The City of Burlingame’s commercial linkage fee policy has started generating funds for affordable workforce housing, and these one-time funds are slated to grow to $65 million. Once again, Burlingame chose to invest in extended community education and listening before deciding how to invest the funds, convening the “Housing Opportunity, Priorities, and Education (HOPE)” Community Advisory Committee. These are new funds and the task was not to decide on specific projects but rather to co-develop guidelines for what opportunities to pursue.

Community members representing a range of experiences and relationships with different parts of the Burlingame community were invited to shape guidelines for the disbursement of the City’s housing funds. As part of facilitating the HOPE Community Advisory Committee, Common Knowledge worked with staff to first ground the group in “just enough” basic information to understand the parameters of these new funds through an FAQ that responded to the group’s initial questions.

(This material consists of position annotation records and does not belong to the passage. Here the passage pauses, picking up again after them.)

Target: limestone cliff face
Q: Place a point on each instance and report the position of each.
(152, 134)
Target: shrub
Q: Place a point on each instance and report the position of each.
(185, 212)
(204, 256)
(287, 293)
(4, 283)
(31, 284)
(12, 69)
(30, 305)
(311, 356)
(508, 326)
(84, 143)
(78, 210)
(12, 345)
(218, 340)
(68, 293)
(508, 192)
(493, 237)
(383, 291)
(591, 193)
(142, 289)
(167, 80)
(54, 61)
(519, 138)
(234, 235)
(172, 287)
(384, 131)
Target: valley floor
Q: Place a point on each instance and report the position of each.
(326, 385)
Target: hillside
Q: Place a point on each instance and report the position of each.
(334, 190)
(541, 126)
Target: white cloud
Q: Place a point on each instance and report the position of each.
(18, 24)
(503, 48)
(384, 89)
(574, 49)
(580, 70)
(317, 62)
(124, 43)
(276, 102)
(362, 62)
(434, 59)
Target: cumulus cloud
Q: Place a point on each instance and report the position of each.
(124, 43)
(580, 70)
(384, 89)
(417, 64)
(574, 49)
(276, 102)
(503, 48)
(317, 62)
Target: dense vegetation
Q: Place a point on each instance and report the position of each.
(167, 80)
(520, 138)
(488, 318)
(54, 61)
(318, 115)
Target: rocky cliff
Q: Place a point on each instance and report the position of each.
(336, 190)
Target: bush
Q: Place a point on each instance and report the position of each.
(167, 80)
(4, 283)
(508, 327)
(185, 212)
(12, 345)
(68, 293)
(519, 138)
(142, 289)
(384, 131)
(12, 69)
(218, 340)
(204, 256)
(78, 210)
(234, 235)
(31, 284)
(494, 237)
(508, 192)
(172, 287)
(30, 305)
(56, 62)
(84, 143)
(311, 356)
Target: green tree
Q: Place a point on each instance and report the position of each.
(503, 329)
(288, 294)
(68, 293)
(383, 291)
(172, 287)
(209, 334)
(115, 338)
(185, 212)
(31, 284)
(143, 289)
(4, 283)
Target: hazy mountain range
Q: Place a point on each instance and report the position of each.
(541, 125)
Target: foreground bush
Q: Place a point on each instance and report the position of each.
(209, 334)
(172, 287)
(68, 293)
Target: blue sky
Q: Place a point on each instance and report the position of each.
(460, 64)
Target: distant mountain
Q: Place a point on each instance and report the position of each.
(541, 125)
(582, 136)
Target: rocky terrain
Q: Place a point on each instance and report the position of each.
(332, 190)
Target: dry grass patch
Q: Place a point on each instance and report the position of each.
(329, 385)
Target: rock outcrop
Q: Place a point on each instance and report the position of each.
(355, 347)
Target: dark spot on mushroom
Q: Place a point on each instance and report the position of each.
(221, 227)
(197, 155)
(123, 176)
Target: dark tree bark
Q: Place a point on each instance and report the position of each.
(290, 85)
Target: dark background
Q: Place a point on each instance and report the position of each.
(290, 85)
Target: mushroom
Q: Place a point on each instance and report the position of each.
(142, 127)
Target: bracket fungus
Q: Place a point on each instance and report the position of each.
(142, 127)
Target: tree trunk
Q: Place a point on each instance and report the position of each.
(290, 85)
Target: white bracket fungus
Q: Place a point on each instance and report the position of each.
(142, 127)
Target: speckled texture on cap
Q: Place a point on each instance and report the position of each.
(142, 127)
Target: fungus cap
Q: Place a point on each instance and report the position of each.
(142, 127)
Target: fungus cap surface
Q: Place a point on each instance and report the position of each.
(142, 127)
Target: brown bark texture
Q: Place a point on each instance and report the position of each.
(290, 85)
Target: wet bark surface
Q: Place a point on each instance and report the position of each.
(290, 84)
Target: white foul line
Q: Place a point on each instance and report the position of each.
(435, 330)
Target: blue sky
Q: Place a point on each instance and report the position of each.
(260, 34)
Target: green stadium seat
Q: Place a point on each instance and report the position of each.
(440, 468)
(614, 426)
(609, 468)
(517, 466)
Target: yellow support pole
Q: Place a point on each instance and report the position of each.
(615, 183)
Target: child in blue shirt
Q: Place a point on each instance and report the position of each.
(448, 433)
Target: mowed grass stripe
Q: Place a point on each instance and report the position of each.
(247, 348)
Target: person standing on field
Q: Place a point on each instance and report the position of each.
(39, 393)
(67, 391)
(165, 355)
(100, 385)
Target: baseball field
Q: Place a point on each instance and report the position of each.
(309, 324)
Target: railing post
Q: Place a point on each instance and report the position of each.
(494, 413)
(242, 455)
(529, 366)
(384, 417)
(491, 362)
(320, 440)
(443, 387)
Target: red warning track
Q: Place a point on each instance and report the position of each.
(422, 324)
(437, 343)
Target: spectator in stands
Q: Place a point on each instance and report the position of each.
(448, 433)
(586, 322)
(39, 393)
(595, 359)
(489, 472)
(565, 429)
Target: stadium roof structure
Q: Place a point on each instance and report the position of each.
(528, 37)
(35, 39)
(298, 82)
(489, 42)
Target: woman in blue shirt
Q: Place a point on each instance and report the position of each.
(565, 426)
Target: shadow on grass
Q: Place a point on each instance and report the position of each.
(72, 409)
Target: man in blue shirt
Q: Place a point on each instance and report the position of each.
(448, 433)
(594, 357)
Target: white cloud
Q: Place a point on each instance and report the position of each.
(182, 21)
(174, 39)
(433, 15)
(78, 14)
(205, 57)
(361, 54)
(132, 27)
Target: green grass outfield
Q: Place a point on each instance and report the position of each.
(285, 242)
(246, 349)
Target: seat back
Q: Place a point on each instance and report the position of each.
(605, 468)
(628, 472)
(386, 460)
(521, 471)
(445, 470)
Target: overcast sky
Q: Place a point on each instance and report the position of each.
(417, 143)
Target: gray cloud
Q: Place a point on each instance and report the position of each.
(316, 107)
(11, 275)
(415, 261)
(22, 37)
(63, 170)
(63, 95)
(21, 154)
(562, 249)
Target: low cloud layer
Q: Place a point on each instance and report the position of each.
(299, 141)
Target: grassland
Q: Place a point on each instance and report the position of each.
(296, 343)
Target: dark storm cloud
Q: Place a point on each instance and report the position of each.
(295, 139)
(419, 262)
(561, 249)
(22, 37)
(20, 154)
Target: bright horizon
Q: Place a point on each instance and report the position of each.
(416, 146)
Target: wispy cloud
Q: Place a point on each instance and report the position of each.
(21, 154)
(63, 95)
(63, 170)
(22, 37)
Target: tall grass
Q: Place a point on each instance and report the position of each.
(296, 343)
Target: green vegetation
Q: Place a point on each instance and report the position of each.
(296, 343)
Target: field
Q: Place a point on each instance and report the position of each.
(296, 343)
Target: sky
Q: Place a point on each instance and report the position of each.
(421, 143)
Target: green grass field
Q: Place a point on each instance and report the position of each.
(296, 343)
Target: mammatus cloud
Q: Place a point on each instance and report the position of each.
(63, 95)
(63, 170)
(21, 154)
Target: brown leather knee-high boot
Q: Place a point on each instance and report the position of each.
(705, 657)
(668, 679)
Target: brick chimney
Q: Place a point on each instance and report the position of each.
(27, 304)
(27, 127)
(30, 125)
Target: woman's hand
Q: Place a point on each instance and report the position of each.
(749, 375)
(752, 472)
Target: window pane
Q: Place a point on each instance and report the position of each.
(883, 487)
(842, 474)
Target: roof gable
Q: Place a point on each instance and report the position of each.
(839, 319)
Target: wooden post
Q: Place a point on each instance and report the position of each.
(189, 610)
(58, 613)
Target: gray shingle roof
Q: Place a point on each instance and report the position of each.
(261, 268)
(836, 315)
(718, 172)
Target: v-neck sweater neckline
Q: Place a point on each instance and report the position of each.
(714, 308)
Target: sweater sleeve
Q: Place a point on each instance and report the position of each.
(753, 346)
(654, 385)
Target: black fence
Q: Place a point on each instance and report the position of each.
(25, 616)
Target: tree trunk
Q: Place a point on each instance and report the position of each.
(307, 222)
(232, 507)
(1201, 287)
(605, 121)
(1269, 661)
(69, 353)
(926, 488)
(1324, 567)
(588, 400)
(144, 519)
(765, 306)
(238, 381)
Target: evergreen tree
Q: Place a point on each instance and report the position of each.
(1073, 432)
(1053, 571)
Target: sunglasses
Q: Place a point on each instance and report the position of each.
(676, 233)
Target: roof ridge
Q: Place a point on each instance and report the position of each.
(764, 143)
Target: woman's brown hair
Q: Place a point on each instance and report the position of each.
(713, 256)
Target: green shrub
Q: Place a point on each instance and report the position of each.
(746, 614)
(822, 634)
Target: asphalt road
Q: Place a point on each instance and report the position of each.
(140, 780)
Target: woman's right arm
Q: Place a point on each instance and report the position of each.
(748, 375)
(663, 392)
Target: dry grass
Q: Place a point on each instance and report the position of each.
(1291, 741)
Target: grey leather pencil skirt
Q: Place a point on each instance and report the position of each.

Each meeting in the series of four was designed based on the Committee’s evolving understanding of the trade-offs involved in different ways of prioritizing the funds. Although they brought different perspectives on workers with below average income – and the extremely technical nature of funding affordable housing – each participant in the HOPE Community Advisory Committee made substantive contributions to the group’s final report for the City. 

The problems facing workers in retail, service jobs and other jobs with below average income are acute and impact local communities in many ways. This Community Advisory Committee invested time in jointly developing a situation awareness that included multiple essential perspectives. The group demonstrated the capacity for Council members and diverse community members to listen together – including the emotions, the edges, the frustrations – and learn together about what isn’t possible and also what could be possible for the City to do with the funds. HOPE committee participants shared how much they appreciated volunteering for this process, calling out the welcoming environment, trust and camaraderie that developed:

“The group did the hard work to dig into what it means.”

“We learned from each other.”

“The report made us feel really heard.” 

“This is a big opportunity and I’m glad I was able to contribute.”

As future decisions arise, Burlingame’s Council Housing Fund Subcommittee indicated they will contact HOPE CAC members for additional guidance.  At Common Knowledge, we want to express our gratitude for everyone involved as they demonstrated the potency of investing time and energy in mutual learning to benefit the community they all care so much about.